Abu Koko is small, even by Lebanese standards and also located in the Dora area close to Jabbour. It’s long and narrow with some counter space to eat your food. Most people eat their wrap on the go, at the 3 or 4 tables he has outside or in their cars. What was fascinating to me is that the place was bustling busy with one guy (Abu Koko himself??) manning the cash register and taking the order, two guys making the actual sandwiches and one guy grilling everything! It’s quiet a chore keeping track of everything, especially for the poor fellow who is actually making the sandwiches. For our order alone we had about 12 sandwiches and almost each one different than the other (no pickles, extra hot sauce, no vegetables/with fries,….). The guy did not screw up a single one and never missed a beat.
A shot of the sparse menu. This is the guy you need to talk to to get your custom Kebab sandwich.
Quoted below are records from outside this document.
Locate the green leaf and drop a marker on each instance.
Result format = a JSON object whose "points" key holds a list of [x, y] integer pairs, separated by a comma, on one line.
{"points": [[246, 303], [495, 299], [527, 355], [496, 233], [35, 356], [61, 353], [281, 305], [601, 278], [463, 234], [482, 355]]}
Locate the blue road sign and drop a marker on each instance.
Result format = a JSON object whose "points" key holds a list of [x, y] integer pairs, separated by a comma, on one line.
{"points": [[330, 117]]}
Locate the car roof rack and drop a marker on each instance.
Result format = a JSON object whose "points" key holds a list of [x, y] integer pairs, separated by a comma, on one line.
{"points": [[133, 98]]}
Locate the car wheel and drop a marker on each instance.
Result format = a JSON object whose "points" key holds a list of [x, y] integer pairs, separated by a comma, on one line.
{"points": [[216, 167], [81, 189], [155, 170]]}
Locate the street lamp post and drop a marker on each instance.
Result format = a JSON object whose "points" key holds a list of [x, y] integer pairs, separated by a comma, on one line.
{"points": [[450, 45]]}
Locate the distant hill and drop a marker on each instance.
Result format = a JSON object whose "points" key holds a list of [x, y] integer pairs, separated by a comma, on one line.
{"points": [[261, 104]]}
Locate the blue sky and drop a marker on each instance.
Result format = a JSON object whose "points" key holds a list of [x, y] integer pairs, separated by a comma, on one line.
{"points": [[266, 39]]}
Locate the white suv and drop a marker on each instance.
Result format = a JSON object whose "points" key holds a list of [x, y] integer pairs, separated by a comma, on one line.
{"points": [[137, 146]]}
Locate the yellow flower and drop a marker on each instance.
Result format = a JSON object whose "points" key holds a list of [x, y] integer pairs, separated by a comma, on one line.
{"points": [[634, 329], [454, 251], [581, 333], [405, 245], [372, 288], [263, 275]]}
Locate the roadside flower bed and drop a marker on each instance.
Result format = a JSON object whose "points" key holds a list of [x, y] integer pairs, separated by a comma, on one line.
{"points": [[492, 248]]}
I was trying to see if I can get a picture of our meats grilling. Since, we were waiting for our order, I am assuming quiet a few of these were ours.
The sandwich maker posing for the camera. He asked me to make sure he gets his pic on-line.
Making Kebab sandwiches
The Assembly line. Typically one of the guys was putting on the vegetables and the other one (pictured above) was adding the meat and finishing the assembly.
Abu Koko’s selection. I only ate the Kebab, seen here at the bottom, and that’s what 80% of the people get. My wife tried his chicken Tawook sandwiches though and said they were quiet good.
I could not wait to get home. Mine (both of them) had in addition to the Kebab meat, hummus, onions, parsley, tomatoes, pickles and extra hot pepper paste. It is amazing how good and inexpensive this was ($1). Too bad I only had the chance to get to Abu Koko only once, but it is definitly on my radar for future visits.